Some Things I'm Enjoying
I've been organizing the house a little bit today, too. Brendan finally got all of his furniture out of his old office (with a little help from our friends). So now we have a new-to-us couch in The Music Room (so-called because the piano lives there), which is also home to our educational books (science, history, literature). I think the couch will become the preferred cozy spot to curl up and read about Odysseus or Reptiles.
In addition to our new couch, here are a few other things I've been enjoying lately (in random brain-dump order):
Principles of a Free Society, a new(ish) website by the folks at the Ayn Rand Institute. I particularly like the section about the Four Separations (Church, Education, Economy, and Science), although of course the list of needed separations could be as long as the healthcare bill. But those are the Big Ones needed, and certainly a great place to begin. Good reading there, need to explore some more.
There's a good blog post at Voices for Reason on the 20th anniversary of the fall of the Berlin Wall. Other posts of note can be found here and here. I was in my freshman year at Purdue twenty years ago, and remember watching the coverage on CNN, which was still new to me at the time. Did you know my grandfather was stationed in Germany when the whole Wall thing began? I think they were in Heidelberg. My dad recalls that my grandfather (who was probably a Major at the time) received some kind of call or summons in the middle of the night and he and half the base disappeared for a few days, I believe to provide some kind of security/American presence in West Berlin. When they returned to base, Things were Different in the World. I celebrate today's anniversary, even as I fret for the future of our country.
On a lighter note, I've enjoyed the new list feature on Twitter! I follow a kajillion people, and love being able to keep tabs on certain groups in an easy way. I have an Objectivist list, a homeschool list, a food allergy list, and a parenting list. I'm still adding to each of them daily.
Let's see . . . what else have I been enjoying? How about this fall weather? October was an unseasonably cool month, but November is shaping up to be the October we didn't get to have. The trees are gorgeous and the last few days have been clear and cool. And we're going to spend the weekend at the cabin soon--it's simply amazing up there at this time of year!
And the Leonids are coming up--don't forget to see them. I watched them for the first time the year I was pregnant with Ryan, so it's got a strong Ryan association for me. Good stuff.
Another thing I'm enjoying is how well Morgan and Ryan have been playing together today. We were going to run errands, but they were having so much fun together I didn't have the heart to make them stop and get in the car. We can always do those errands tomorrow.
Oh! And both of my siblings and their significant others are coming here for Christmas this year. My parents will be in California with my grandmother. This will be the first sibs-only major holiday EVER, I think.
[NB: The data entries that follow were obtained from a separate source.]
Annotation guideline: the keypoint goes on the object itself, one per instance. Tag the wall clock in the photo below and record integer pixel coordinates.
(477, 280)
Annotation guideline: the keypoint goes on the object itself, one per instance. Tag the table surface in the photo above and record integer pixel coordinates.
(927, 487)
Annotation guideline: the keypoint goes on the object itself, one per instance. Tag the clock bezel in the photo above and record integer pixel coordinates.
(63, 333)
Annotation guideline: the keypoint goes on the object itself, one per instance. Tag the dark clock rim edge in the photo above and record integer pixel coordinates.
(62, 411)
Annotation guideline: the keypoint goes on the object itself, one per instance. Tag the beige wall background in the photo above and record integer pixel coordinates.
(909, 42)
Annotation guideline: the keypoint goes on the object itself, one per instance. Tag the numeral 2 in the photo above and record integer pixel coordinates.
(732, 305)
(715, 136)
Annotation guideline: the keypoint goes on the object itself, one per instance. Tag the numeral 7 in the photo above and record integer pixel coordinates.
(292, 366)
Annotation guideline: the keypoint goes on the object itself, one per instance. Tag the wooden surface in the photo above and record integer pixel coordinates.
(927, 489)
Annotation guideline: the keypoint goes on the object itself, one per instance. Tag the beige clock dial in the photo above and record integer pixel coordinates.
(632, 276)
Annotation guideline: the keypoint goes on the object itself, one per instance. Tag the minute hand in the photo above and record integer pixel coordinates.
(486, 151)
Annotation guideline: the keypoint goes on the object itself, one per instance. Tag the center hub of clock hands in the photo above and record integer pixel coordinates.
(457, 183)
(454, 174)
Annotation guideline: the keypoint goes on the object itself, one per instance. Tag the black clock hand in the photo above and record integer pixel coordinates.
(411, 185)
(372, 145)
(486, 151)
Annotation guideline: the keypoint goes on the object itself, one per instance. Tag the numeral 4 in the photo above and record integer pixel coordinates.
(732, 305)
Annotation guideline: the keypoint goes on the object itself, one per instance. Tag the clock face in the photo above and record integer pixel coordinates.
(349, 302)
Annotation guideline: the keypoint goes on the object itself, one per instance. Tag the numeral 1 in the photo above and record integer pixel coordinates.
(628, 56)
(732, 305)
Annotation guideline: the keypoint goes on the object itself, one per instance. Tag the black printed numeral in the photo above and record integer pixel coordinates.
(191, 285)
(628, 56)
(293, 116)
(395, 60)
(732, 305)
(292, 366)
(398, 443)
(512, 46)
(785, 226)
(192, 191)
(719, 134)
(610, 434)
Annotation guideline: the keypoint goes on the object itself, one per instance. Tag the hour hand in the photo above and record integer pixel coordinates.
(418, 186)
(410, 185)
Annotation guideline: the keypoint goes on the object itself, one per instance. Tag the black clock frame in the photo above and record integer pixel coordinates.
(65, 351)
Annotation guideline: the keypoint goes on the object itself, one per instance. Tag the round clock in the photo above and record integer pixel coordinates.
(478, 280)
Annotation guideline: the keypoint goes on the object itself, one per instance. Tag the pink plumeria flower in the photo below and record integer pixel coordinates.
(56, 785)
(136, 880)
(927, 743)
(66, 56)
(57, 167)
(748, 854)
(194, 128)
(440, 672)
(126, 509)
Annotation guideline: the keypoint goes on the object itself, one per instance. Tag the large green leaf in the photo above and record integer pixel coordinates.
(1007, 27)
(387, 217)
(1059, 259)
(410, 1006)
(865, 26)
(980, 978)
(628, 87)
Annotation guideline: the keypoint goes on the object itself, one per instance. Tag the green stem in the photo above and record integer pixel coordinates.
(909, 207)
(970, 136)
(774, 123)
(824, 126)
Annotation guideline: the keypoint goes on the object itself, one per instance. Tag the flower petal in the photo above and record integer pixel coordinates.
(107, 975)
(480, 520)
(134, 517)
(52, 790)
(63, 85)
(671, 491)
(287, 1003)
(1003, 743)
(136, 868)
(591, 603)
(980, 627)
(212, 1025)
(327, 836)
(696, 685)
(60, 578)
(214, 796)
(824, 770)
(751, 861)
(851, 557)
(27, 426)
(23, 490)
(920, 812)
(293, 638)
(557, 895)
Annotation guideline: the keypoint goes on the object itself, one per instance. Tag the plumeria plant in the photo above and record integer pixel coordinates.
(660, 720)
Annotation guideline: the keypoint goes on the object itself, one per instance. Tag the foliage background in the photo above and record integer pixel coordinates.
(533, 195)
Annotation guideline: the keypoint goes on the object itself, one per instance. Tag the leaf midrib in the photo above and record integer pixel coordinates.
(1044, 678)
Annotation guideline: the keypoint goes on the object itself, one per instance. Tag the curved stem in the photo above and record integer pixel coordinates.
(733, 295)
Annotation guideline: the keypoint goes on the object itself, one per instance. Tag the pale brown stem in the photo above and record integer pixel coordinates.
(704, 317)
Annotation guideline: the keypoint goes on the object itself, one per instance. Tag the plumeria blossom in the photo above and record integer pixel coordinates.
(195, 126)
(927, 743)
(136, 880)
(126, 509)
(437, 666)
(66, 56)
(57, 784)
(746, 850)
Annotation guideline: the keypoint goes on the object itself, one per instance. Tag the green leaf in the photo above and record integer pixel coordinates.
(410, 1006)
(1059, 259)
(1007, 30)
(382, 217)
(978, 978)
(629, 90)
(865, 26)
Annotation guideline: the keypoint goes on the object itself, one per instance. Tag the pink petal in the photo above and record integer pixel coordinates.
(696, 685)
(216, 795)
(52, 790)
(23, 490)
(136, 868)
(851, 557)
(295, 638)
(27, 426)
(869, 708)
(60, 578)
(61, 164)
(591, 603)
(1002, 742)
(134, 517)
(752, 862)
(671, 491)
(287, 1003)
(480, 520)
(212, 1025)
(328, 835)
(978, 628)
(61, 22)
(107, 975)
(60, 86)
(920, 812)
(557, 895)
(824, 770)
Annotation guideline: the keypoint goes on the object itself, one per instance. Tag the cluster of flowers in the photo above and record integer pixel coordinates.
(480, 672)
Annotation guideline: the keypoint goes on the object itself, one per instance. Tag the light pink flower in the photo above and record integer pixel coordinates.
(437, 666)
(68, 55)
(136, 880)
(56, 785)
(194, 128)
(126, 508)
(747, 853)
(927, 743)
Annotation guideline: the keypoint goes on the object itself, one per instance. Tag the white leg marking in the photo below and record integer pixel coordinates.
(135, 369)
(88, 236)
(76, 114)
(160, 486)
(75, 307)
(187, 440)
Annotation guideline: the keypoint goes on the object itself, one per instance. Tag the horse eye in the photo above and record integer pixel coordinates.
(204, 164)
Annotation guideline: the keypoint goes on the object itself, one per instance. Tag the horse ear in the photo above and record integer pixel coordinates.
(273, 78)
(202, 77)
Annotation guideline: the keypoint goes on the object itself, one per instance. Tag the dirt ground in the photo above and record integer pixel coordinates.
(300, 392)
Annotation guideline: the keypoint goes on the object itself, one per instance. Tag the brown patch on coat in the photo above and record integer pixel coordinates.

I'm sure it will be fun and memorable. The kids are very excited, but I think I'm even more pumped about it than they are!
See? This is how things are different for me now that I'm older and possibly because I'm a mom. Or maybe it's because my birthday's coming up. Dunno. Anyway, ten years ago, a weekend with a cold and other household responsibilities would have been cause for a major grumpus attack. No. Fun. Perspective is a lovely thing.